A total of 100 companies in the UK have permanently switched to the four-day working week for all employees without any pay loss. Guardian Report good. It added that although these companies employ just 2,600 workers in total, the 4-day week campaign group is hoping they will be the harbingers of a major change.

Companies that have decided to introduce the 4-day work week include Atom Bank and global marketing company Avin. These two firms have 450 employees each. Other companies include eFileCabinet, Velocalize, Hivemind Technologies, GoLinks, Halftone Digital, Reboot, Hutch Games, and Tailwind.

According to GuardianAvin’s chief executive officer, Adam Ross, said that adopting the four-day week was “one of the most transformational initiatives we’ve seen in the company’s history… Over the course of the past year and a half, we’ve not only made significant strides in employee wellness and well-being. Not only saw tremendous growth, but concurrently, our customer service and relationships as well as talent relationships and retention have benefited.”

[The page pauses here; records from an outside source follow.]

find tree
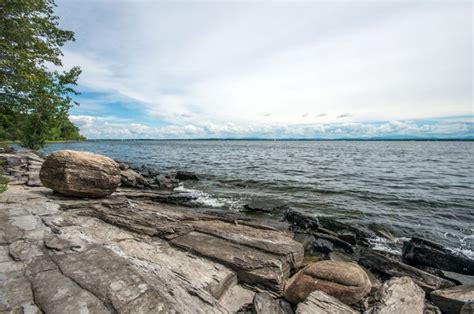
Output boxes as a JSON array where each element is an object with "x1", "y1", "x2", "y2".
[{"x1": 0, "y1": 0, "x2": 81, "y2": 149}]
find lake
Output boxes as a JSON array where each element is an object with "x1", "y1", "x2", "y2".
[{"x1": 45, "y1": 140, "x2": 474, "y2": 257}]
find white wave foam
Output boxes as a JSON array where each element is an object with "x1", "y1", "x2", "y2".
[{"x1": 174, "y1": 185, "x2": 237, "y2": 209}]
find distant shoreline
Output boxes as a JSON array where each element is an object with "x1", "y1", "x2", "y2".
[{"x1": 71, "y1": 138, "x2": 474, "y2": 143}]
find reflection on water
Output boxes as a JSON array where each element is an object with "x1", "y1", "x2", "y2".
[{"x1": 42, "y1": 141, "x2": 474, "y2": 255}]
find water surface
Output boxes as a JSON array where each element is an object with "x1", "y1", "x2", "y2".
[{"x1": 45, "y1": 141, "x2": 474, "y2": 256}]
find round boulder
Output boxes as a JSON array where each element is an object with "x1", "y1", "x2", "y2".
[
  {"x1": 285, "y1": 261, "x2": 371, "y2": 305},
  {"x1": 40, "y1": 150, "x2": 120, "y2": 198}
]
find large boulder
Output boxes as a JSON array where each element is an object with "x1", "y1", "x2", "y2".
[
  {"x1": 369, "y1": 277, "x2": 425, "y2": 314},
  {"x1": 296, "y1": 290, "x2": 359, "y2": 314},
  {"x1": 285, "y1": 261, "x2": 371, "y2": 305},
  {"x1": 40, "y1": 150, "x2": 121, "y2": 197}
]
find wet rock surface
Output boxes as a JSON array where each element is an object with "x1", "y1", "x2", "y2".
[
  {"x1": 369, "y1": 277, "x2": 425, "y2": 314},
  {"x1": 358, "y1": 249, "x2": 455, "y2": 292},
  {"x1": 296, "y1": 290, "x2": 359, "y2": 314},
  {"x1": 40, "y1": 150, "x2": 121, "y2": 197},
  {"x1": 0, "y1": 167, "x2": 303, "y2": 313},
  {"x1": 430, "y1": 284, "x2": 474, "y2": 314},
  {"x1": 175, "y1": 171, "x2": 199, "y2": 181},
  {"x1": 285, "y1": 261, "x2": 371, "y2": 305},
  {"x1": 402, "y1": 237, "x2": 474, "y2": 276}
]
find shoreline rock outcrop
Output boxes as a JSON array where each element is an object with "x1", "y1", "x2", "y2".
[
  {"x1": 39, "y1": 150, "x2": 121, "y2": 197},
  {"x1": 285, "y1": 261, "x2": 371, "y2": 305}
]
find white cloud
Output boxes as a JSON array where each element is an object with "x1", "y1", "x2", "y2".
[
  {"x1": 71, "y1": 115, "x2": 474, "y2": 139},
  {"x1": 59, "y1": 1, "x2": 473, "y2": 134}
]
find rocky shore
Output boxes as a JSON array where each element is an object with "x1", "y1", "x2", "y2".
[{"x1": 0, "y1": 151, "x2": 474, "y2": 314}]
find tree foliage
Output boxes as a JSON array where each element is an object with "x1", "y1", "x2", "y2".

The UK campaign is also co-ordinating the world’s largest pilot scheme for around 70 companies, employing around 3,300 workers, to adopt the four-day week in a trial with researchers from Cambridge and Oxford universities, Boston College and the thinktank Autonomy. report for.

In September, 88 percent of those companies surveyed in the middle of the trial said the four-day week was working “well” for their business in that phase of the trial. Nearly 95 per cent of the companies surveyed said that there has been a decrease in productivity. The Guardian said it had either remained the same or improved since its introduction.

The report quoted UK campaign director Joe Reilly as saying that there is growing momentum in adopting the four-day week, even as companies prepare for a longer recession. “We want to see the four-day week as the normal way of working in this country by the end of the decade, with no loss of pay, so we are aiming to sign up many more companies over the next few years… With many businesses struggling to afford a 10 per cent inflation pay rise, we are starting to see growing evidence that a four-day week with no loss of pay could be offered as an alternative solution. Has been.”